'Models of excellence'

Bringing a spiritual perspective to daily life

It was the baby on the subway that got my attention. Looking up from my magazine, I couldn't help spotting her, bouncing in a carrier hanging from her mother's neck. "Tia," as I was told she was called, was a grinning, chirping, 5-month-old in a flowered "onesie." But it wasn't just Tia's utterly adorable baby-ness that got my attention. It was her response to the other passengers on the train.

Standing, clustered near the door, just a few steps from Tia and her parents, was a group of college students talking loudly about their less-than- savory plans for the evening. Most people were blocking them out by burying themselves in various choices of reading material. But Tia had a different response.

She gazed at those students with what I can only describe as pure love. This wasn't just a baby's adoration or a look of interest. From the expression on her face I'd have thought that these students were family members. The love was unmistakable.

It was a look I recognized. Just a few weeks before, I, too, had been gazing at my fellow passengers with new - or maybe just more childlike - eyes. Tia's response took me back to that transforming afternoon.

I'd been reading Mary Baker Eddy's seminal work, "Science and Health with Key to the Scriptures," when I'd run across yet another of her stop-you-in-your-tracks commands: "Let us accept Science, relinquish all theories based on sense-testimony, give up imperfect models and illusive ideals," she wrote. "And so let us have one God, one Mind, and that one perfect, producing His own models of excellence. Let the 'male and female' of God's creating appear" (page 249).

Models of excellence?

If I had to pick a place to spot God's models of excellence, it probably wouldn't have been on crowded public transportation in the middle of rush hour.

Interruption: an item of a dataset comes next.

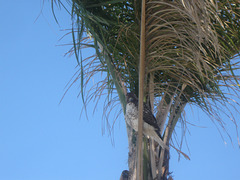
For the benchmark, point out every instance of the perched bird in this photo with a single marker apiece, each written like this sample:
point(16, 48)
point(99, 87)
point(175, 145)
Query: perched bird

Passengers, weary with the day's work, were often irritable about the cramped quarters - and snappish. Office workers and college students, young mothers and the man who was panhandling on the corner earlier, all crushed together in an all-too-often quarrelsome mix, didn't seem to be promising candidates.

I was intrigued by the idea of "models of excellence." I asked myself: Am I willing to see my fellow travelers in this light of God's love?

My prayer on the subway that sweltering afternoon was to do just what the passage asks: To give up my limited, human view of the other people on the train and to adopt a Mind's-eye view. I reasoned that since I was Mind's idea, I could know only what Mind was knowing, see only what Mind was seeing.

Was Mind seeing His children - yes, my fellow passengers - as irritable, struggling, disconnected? Impossible! God, who is identified with creating everything good could never lose sight of that spiritual perfection. And as Mind's reflection, neither could I.

I acknowledged the presence of God's "models of excellence" all around me, and my perspective shifted radically. I started to see beyond the business suit or the grouchiness, beyond the signs of exhaustion and poverty.

What I began to understand was that no facade of materiality could hide the glowing reality of each individual's perfect nature, expressed as kindness, discipline, vitality. And with that understanding, came a feeling of love like I've never before experienced.

This was the effect of letting " 'the male and female' of God's creating appear." I was actually happy to be on that subway, happy to be feeling just a smidgen of God's great love for His creation.

Taking a stand for God's "models of excellence" is transforming my view of many individuals, from friends and co-workers to public officials and world leaders. As I've looked for the evidence of excellence - often in spite of the scene right in front of me - I've discovered a perspective that has made it easy (or easier) to love.

Yes, Tia's gaze brought me back to why I made my commitment to seeing "models of excellence" in the first place. Because loving, as the expression of Love, is the most natural thing in the world. And because ultimately, it's this kind of love that heals.